Stepán Arkádevich comprendió que Matvéi había querido gastarle una broma y atraer su atención. Después de rasgar el telegrama, lo leyó, adivinó el sentido de las palabras, plagadas de errores, como de costumbre, y su rostro resplandeció.
—Matvéi, mañana llega mi hermana Anna Arkádevna —dijo, deteniendo por un instante la mano gordezuela y reluciente del barbero, que estaba abriendo un rosado camino entre las largas patillas rizadas.
—Gracias a Dios —dijo Matvéi, dando a entender con esa respuesta que era tan consciente como su amo de la importancia de esa novedad: Anna Arkádevna, la querida hermana de su señor, podía contribuir a reconciliar al matrimonio—. ¿Sola o con su marido? —preguntó.
Stepán Arkádevich no pudo pronunciar palabra, porque en ese momento el barbero estaba ocupado con su labio superior, y se limitó a levantar un dedo. El criado, reflejado en el espejo, asintió con la cabeza.
—Sola. ¿Mando preparar las habitaciones de arriba?
—Díselo a Daria Aleksándrovna y que ella decida.
—¿A Daria Aleksándrovna? —exclamó Matvéi con aire dubitativo.
—Sí.
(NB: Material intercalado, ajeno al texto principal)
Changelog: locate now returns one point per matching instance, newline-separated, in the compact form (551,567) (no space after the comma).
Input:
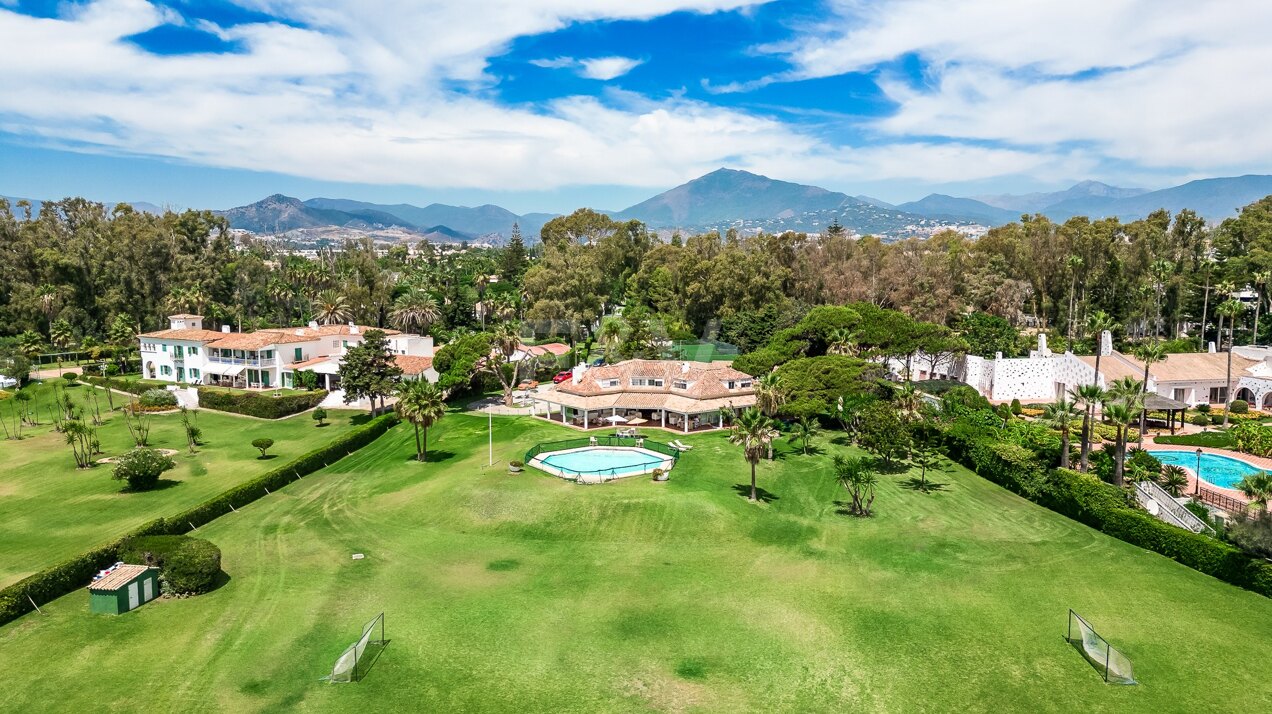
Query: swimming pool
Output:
(602,463)
(1219,470)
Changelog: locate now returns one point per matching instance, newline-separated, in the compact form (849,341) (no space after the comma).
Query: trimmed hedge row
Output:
(73,574)
(1106,508)
(258,405)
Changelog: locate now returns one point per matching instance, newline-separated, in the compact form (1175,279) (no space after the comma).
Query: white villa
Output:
(187,353)
(684,396)
(1192,378)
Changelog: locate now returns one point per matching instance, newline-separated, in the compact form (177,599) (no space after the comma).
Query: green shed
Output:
(125,588)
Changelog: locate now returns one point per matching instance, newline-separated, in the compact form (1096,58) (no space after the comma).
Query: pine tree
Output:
(369,371)
(513,261)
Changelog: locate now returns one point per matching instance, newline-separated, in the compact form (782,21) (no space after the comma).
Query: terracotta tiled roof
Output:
(705,379)
(257,340)
(120,577)
(412,364)
(187,334)
(1182,367)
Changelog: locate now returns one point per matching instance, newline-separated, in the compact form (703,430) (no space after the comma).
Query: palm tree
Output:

Llévale el telegrama y ven luego a comunicarme lo que ha dicho.
«Quiere hacer una prueba», pensó el ayuda de cámara, pero se contentó con añadir:
—A sus órdenes.
Stepán Arkádevich, ya lavado y peinado, se disponía a vestirse cuando Matvéi, con el telegrama en la mano, entró en la habitación y avanzó con pasos lentos por la mullida alfombra, acompañado del ligero crujido de sus botas. El barbero ya se había marchado.
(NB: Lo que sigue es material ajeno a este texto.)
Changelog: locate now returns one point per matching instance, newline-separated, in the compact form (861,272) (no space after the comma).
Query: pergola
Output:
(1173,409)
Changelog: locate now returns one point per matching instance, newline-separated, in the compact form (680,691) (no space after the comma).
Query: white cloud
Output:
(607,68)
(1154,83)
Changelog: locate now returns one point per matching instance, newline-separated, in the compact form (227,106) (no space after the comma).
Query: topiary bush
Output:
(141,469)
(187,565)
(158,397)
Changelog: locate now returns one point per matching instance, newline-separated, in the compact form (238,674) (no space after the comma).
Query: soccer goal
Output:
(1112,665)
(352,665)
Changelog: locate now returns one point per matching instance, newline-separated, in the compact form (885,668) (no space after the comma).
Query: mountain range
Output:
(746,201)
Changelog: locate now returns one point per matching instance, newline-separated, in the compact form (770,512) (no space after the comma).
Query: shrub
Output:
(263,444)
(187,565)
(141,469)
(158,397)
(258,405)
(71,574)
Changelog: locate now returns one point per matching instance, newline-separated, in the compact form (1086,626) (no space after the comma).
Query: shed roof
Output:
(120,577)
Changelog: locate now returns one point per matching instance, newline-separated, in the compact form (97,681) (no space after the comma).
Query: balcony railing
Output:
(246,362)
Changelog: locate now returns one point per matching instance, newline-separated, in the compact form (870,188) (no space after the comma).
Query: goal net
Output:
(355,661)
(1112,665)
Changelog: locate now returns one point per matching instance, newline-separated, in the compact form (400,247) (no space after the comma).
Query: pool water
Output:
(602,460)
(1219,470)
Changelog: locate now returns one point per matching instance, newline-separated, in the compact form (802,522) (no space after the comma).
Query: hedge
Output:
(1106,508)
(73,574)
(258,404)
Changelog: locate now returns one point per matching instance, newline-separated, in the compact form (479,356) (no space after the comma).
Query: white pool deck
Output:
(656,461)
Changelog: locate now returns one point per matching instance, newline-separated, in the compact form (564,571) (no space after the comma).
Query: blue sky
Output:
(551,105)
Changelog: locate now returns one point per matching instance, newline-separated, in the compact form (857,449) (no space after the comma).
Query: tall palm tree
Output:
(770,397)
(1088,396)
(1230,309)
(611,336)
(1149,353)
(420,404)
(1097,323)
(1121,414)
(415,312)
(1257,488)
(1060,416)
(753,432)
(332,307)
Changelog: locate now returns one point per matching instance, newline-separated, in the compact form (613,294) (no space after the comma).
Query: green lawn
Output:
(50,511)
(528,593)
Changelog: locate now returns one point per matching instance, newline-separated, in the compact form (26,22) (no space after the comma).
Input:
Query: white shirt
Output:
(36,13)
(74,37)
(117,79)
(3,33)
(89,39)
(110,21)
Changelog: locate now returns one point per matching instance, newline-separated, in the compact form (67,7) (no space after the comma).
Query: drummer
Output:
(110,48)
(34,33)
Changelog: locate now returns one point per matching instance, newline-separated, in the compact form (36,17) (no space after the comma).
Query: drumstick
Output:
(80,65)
—Daria Aleksándrovna me ha pedido que le informe de que se marcha. Y que el señor, es decir, usted, haga lo que le parezca —dijo, sonriendo sólo con los ojos, las manos metidas en los bolsillos, la cabeza ladeada, la mirada fija en el amo.
Stepán Arkádevich guardó silencio unos instantes. Luego una sonrisa bondadosa y algo triste asomó a su hermoso rostro.
—¿Y qué te parece a ti, Matvéi? —preguntó, moviendo la cabeza.
—No se preocupe, señor, todo se enderezará —respondió el criado.
—¿Se enderezará?
—Seguro.
—¿Tú crees? ¿Quién está ahí? —preguntó Stepán Arkádevich, que había oído el rumor de un vestido detrás de la puerta.